As if there was any doubt that Evers’ Budget Address was telegraphing this overture to the, errrrr, non-traditional voter, he is also proposing automatic voter registration.  Whenever someone turns 18 or moves to Wisconsin, they would be automatically added to the state’s voter rolls.  This is critical to ensure that once Evers’ voter base is good and high, they don’t space on registering to vote for him, maaaaannnn.

This would all be funnier if it wasn’t so tragic for a state in desperate need of leadership over the next two years.  Evers has all but abandoned any pretense of governing from the center…or governing at all, for that matter.  His budget proposal is so far to the left that the legislative leaders who would need to sign off on it could barely contain their laughter at its audacity.

“Instead of priorities to move the state forward, the governor’s budget proposal is more of a political document to fill the wish lists of his own party,” Assembly Speaker Robin Vos said in a statement shortly after Evers’ address.
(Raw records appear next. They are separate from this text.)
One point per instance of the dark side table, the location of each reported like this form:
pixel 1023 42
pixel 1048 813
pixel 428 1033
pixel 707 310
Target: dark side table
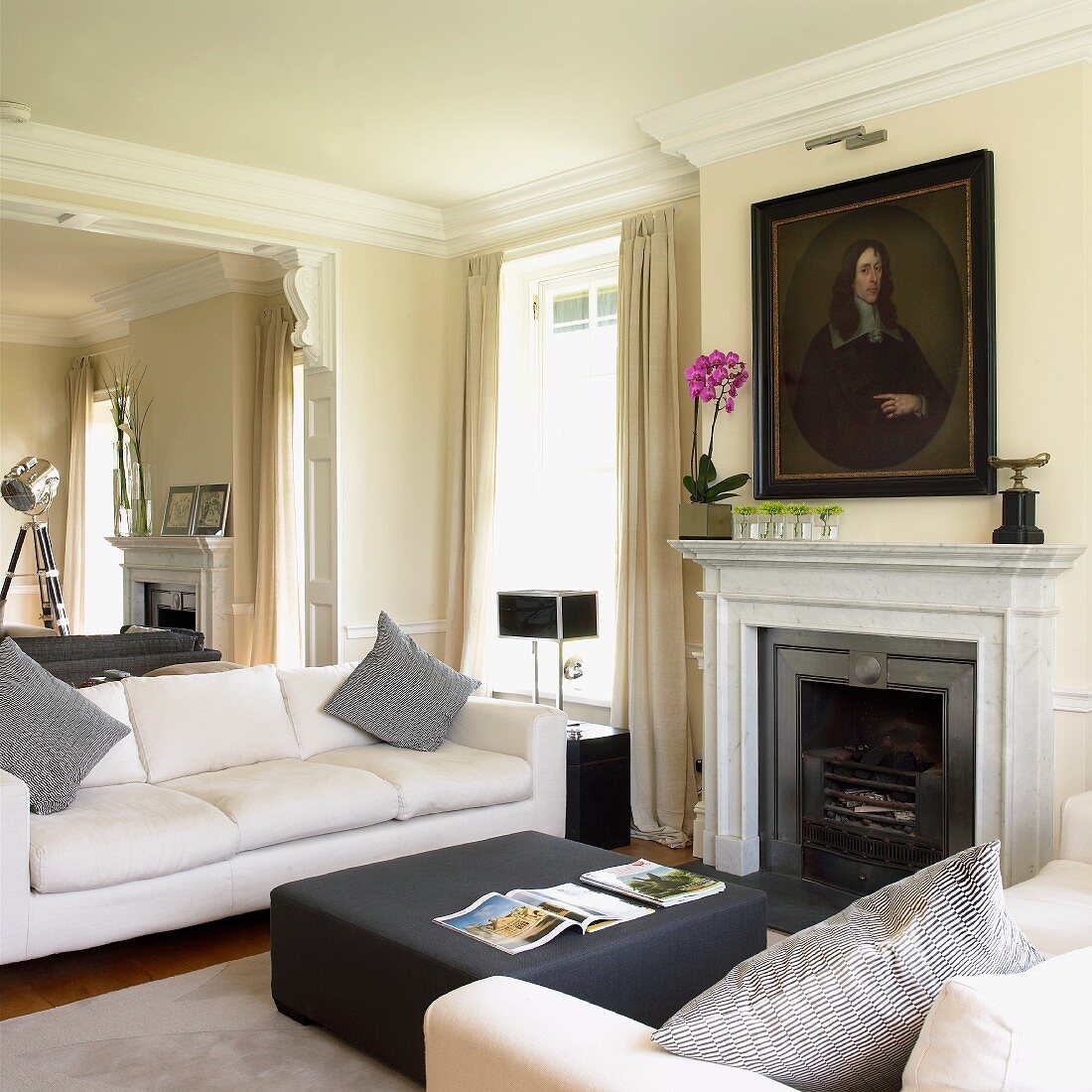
pixel 597 809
“The Governor’s budget is completely irresponsible and unrealistic,” added Senate Majority Leader Devin LeMahieu.  “It’s reckless with tax dollars and loaded with divisive policies that move our state backward.”

Political fights over a biennial budget during periods of divided government have been commonplace throughout Wisconsin’s history, but perhaps never before has a Governor stuck his thumb so deeply in the Legislature’s eye.  It couldn’t possibly agree to any of Evers’ signature proposals, and he knows it.  That’s precisely why he proposed them.

This is an unserious budget from an unserious man who cares more about preening and picking fights ahead of his re-election bid next year than he does about actually governing.

Evers doesn’t just want a fight; he wants to make Republican opposition to his unrealistic nonsense—particularly marijuana legalization—the centerpiece of his re-election bid.  In other words, he wants to make his re-election a referendum not on his disastrous tenure, but on the alleged obstructionism of the Republican opposition.

It isn’t the worst political calculation in the world.  After all, it is the go-to strategy of pretty much every failed incumbent.  But it is terrible policy, especially during such a critical time in Wisconsin’s recovery from Evers’ economy-killing lockdown a year ago.

The fact that ahead of his speech the Governor referred to his new budget as a “bounce back” just might be the cruelest joke of all.  What, pray tell, happened to the “Badger Bounce Back” plan Evers introduced last April?  Didn’t it get the old ball bouncing?

Of course it didn’t.  And neither will this budget, primarily because it isn’t designed to.  It’s designed to get Republicans to reject it and, once they do, it’s designed to get Democrat voters out to the polls next year to salvage the far-left demagoguery that Evers calls a set of governing policies.

In that sense, it’s an appeal for the sort of blind, brainless support that has Evers supporters applauding in the daytime for a Budget Address the Governor gave at night.